The detailed argument must be **True** for this view and the granularity argument can't be lower than 2 when detailed equals to **True**.

So, what do those buckets mean? Well, at the first table the buckets meant that the **maximum delinquency** of an account at the observation window was 0, 1, 2 etc. Now, in the detailed buckets what is shown is the number of times that some accounts reached their **maximum delinquency**. The + sign means that the account reached that delinquency x plus times (e.g. 3x2+ reached 3 cycle delinquent 2 or more times).

# Miscellaneous

There is also another method for that class, the build() method which constracts the dataset, but in a **Lazy** form.

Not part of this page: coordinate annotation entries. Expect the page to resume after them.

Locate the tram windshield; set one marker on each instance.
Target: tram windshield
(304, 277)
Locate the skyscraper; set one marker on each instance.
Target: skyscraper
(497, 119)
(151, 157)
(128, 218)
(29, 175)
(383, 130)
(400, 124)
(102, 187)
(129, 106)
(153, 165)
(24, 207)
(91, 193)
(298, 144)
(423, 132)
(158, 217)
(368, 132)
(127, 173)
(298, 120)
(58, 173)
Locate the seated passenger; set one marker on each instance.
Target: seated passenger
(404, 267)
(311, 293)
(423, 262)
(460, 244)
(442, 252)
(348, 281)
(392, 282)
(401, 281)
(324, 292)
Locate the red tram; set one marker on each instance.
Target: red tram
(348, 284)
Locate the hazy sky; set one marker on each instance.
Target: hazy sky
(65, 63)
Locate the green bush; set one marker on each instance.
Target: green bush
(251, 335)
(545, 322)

Because this is a **Polars** library object, you can additionally call the collect() method to materialize the dataset like below.

In [16]:
srr_table = SnapshotRollRateTable(
    snapshot_file=snapshot_file,
    unique_key_col="id",
    delinquency_col="delq",
    obs_files=obs_files,
    perf_files=perf_files,
    max_delq=6,
    detailed=True,
    granularity=2,
)

In [18]:
srr_table.build().collect().head()

id,obs_max_delq,obs_times_3_cycle,obs_times_4_cycle,perf_max_delq
str,i64,u32,u32,i64
"""ChdjDnG""",0,0,0,0
"""gohvKpu""",1,0,0,0
"""WUzgWOB""",2,0,0,4
"""eoqIvwb""",0,0,0,1
"""SHPGWxV""",0,0,0,1


We can see that there are 5 columns:

**id**: Account id, the unique key of the dataset. \
**obs_max_delq**: The account's max delinqueny in observation window. \
**obs_times_3_cycle**: The number of times the account reaced maximum delinquency equal to 3. \
**obs_times_4_cycle**: The number of times the account reaced maximum delinquency equal to 4. \
**perf_max_delq**: The account's max delinqueny in performance window.

If the table wasn't in detailed form, there would be 3 columns: **id**, **obs_max_delq** & **perf_max_delq**.